Henry Bacon (1866-1924) Architect of the Lincoln Memorial in Washington, D.C., and many other Prominent Public Structures
Image Courtesy of Rolfe Jaremus
The marker is located in Kay Park on IL Route 24, Watseka.
The Illinois State Historical Society with a generous gift from The Miner Charitable Foundation.
Henry Bacon was born in Watseka, Illinois, to Henry Bacon, Sr., and Elizabeth Kelton Bacon, both from Massachusetts. The family came to Iroquois County in 1851, where Henry Sr. worked as a civil engineer on the Chicago branch of the Illinois Central Railroad. Later, Henry Sr. invested in real estate, founding the town of Delrey, Illinois. Henry Jr. was born on November 28, 1866 in section 31 of Middleport Township near the intersection of County Road 27 and US Route 24. In 1869 the family left, eventually settling in Wilmington, North Carolina. Henry Jr. returned to Illinois in 1884 as a student at the University of Illinois at Champaign. He left after one year to begin his architectural career as a draftsman, eventually serving in the office of McKim, Mead & White (MMW) in New York City, one of the most prestigious architecture firms at the time.

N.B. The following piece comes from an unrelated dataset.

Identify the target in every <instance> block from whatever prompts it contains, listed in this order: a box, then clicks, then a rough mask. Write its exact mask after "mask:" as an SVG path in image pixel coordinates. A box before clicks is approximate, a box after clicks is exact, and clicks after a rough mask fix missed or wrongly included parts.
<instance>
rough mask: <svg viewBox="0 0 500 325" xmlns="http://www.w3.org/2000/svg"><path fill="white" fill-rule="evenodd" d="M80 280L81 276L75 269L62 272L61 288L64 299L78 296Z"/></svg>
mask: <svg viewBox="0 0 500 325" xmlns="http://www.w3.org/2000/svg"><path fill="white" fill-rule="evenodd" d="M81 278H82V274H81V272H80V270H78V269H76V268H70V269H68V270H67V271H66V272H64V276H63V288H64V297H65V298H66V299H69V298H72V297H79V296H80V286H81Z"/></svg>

Bacon’s works were in the neo-classical and beaux-arts styles. Bacon represented MMW at the Columbian Exposition in Chicago in 1893, where he worked with Daniel Burnham. He also worked closely with renowned sculptor Daniel Chester French on many memorials, including the Lincoln Memorial. Other structures designed by Bacon include buildings in the 1889 Paris World Expo, the New York Herald Building, New York’s Pennsylvania Station, the Court of the Four Seasons at Panama-Pacific Expo in San Francisco in 1915, the World War I Memorial at Yale University, the Confederate Memorial In Wilmington, N.C., and many other distinguished public buildings and monuments. He died in New York City on February 16, 1924.